Despite Sylvis and the NLU’s relative anonymity with historians, their aim to create a ‘People’s Monetary System’ internationally continues today through similar movements such as Occupy. Historians, the media and politicians that want to place this struggle into a historical perspective need only look slightly beyond the Great Depression to reveal a long history of citizens also attempting to transform banking for the better.
Adam McKie recently graduated his BA in History at the University of Sheffield, and is hoping to pursue a career in American history.
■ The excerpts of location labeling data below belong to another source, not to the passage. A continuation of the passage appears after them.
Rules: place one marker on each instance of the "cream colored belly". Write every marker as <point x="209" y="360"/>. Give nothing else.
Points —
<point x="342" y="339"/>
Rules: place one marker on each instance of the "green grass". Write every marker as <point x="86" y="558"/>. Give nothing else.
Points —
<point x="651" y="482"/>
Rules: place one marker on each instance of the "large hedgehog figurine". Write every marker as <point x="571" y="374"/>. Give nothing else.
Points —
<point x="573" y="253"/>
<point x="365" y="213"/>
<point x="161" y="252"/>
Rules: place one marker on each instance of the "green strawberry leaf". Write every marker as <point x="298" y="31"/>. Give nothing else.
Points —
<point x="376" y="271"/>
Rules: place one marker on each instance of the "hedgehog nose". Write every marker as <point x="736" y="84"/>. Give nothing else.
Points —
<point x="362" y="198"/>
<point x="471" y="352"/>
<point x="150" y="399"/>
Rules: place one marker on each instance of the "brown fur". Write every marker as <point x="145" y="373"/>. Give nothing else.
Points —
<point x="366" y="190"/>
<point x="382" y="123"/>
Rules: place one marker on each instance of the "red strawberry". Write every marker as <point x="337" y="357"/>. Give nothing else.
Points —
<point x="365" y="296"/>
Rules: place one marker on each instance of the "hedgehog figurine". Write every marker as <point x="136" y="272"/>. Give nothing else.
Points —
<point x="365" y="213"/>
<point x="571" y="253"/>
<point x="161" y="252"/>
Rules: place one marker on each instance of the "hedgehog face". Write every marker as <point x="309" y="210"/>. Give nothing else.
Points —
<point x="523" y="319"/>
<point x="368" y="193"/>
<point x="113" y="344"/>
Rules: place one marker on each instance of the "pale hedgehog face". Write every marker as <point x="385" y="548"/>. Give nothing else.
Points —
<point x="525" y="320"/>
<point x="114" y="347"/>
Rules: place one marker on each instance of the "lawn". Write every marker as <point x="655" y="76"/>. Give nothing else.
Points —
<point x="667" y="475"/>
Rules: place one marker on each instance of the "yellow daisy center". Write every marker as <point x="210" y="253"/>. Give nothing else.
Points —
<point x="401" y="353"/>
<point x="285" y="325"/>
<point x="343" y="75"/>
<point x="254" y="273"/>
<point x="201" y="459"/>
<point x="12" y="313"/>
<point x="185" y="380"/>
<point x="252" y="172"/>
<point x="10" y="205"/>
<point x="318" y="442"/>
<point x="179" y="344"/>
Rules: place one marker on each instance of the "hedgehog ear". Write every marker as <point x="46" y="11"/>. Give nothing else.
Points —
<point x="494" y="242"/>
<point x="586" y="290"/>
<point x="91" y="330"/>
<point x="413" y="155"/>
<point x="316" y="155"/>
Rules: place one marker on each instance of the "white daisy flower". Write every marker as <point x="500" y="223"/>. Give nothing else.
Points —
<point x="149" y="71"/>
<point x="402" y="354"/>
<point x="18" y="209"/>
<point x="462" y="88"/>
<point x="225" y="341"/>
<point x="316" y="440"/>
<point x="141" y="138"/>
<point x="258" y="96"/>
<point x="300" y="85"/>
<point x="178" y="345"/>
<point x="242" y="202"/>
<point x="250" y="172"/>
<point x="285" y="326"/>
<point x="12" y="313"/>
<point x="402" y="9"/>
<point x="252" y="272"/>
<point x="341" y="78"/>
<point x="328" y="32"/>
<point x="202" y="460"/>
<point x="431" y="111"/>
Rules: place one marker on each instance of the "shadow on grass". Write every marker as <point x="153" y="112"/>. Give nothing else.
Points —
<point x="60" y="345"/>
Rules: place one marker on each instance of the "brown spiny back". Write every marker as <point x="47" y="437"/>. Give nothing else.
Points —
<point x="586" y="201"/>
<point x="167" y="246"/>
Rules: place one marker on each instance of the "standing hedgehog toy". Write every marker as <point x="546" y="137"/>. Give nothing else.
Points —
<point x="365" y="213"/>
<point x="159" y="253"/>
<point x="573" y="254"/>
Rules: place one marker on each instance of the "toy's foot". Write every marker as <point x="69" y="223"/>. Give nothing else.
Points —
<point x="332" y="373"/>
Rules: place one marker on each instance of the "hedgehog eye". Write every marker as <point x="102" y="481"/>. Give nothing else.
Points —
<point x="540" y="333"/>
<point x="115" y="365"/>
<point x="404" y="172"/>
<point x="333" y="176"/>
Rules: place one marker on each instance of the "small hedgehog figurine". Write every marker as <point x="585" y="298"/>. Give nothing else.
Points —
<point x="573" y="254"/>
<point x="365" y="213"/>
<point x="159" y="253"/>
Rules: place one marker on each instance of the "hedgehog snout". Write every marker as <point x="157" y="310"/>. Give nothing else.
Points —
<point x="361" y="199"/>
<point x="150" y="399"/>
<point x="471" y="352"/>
The blog is based on Adam’s research for his dissertation ‘Establishing the Co-operative Commonwealth: William Sylvis, the National Labor Union, and the Changing Nature of Worker Radicalism, 1864-1872’.
[1] William Sylvis, ‘What is Money?’, James Sylvis; William Sylvis, The Life, Speeches, Labors, And Essays Of William H. Sylvis: Late President Of The Iron Molders’ International Union and Also Of The National Labor Union (Philadelphia, 1872), pp. 368-370.
[2] Currently under discussion in the UK and unenforced in the US since 2008: http://www.cnbc.com/id/100974072
[3] Eric Hobsbawm, The Age of Capital 1848-1875 (London, 1992)
[4] William Sylvis, ‘What is Money?’, The Life, pp. 354-357.
[5] Ibid, p. 365.
[6] William Sylvis, ‘Circular, November 1868’, The Life, p. 82.
[7] Ibid.; NLU, ‘Chicago Congress 1867’, Commons, DH9, p. 180.
[8] William Sylvis, ‘What is Money?’, The Life, pp. 380. This affordable rate, it was argued, would allow citizens to manipulate the emerging economy away from mass production but instead establish a Cooperative Commonwealth. Producer and consumer cooperatives, democratic enterprises owned and operated by the workers, would become the primary means of production. Indeed Sylvis took inspiration from the Rochdale Pioneers, who established The Co-Operative Bank in 1844.
[9] Including Ferdinand Lassalle, Karl Marx and Pierre-Joseph Proudhon.
[10] NLU, ‘Labor Reform Party’, Commons, DH9, p. 233.